Вместо пролога. 1998 год, май
С потолка Большого зала льёт ливень. Холодный-холодный, этот дождь касается рук Ханны Эббот – замёрзших рук, неподвижно лежащих на столе, и рукавов её мантии. До всех других дождь не долетает — или она не видит. От заклинаний пострадал потолок – так же как весь Большой зал: стены до сих пор выщерблены, и эти следы видно даже в сумрачном свете свечей. В конце концов, даже магия Основателей не всесильна. ...А Ханна сидит за столом со слизеринцами. Дом Слизерин носит траур по своим мёртвым — почти что у всех на рукавах чёрные ленты, у девочек чёрные вуали на шляпах. Даже у самых маленьких. А младшие с других факультетов фыркают.
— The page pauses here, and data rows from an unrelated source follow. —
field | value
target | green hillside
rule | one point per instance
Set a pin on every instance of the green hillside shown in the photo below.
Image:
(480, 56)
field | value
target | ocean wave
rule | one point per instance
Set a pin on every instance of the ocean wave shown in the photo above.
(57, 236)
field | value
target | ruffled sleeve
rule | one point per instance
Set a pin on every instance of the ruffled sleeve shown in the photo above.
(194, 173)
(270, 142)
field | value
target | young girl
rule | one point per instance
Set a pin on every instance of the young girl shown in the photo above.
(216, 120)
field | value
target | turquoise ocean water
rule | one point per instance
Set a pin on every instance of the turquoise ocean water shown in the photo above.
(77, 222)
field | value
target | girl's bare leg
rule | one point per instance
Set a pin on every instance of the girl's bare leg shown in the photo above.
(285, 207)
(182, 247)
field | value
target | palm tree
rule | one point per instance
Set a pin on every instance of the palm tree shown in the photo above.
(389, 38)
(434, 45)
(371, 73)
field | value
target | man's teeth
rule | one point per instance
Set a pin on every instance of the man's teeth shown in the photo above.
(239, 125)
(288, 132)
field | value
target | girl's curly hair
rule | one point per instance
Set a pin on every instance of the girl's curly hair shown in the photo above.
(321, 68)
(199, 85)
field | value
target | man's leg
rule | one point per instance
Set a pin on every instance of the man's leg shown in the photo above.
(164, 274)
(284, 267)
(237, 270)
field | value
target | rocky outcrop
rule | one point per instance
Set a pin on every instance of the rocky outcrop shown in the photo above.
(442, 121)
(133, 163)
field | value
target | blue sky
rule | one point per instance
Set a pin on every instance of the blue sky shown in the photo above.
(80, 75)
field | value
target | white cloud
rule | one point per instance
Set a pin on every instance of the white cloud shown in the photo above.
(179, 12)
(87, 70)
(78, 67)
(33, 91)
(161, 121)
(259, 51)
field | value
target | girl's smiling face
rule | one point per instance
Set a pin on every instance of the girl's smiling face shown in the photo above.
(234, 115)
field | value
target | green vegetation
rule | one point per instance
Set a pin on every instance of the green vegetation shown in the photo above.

До Ханны их голоса доносятся как сквозь воду: по большей части ей всё равно... но скорее дело не в этом. В холоде. На ней — по моде — по правилам – сороковых годов, Хогвартса сороковых, поверх длинной рубашки глухое чёрное платье в пол, с двумя рядами пуговиц на спине. Уже поверх него — мантия. Тоже чёрная, как предписано уставом. То есть... правилами школы. За школьными столами нет половины учеников – они — ну, некоторые – остались в Больничном крыле с друзьями. Кого-то забрали родители. Кто-то мёртв. Ханна поднимает голову и смотрит на серый, затянутый облаками потолок, и загоняет слезы обратно. Не даёт им пролиться. Слёзы по Волдеморту — самое страшное, что может вообще быть сейчас. Но самое верное.***
— Ханна? – окликает её Парвати Патил от стола гриффиндорцев. Ханне холодно, холодно. Свечей в этот вечер совсем мало горит — и они капают воском на стол, между блюдом с пирогом и блюдом с куриными крыльями. Хотя бы не на еду. Ханне от запаха еды дурно. Хочется спать. А дождь со школьного потолка всё льётся и льётся.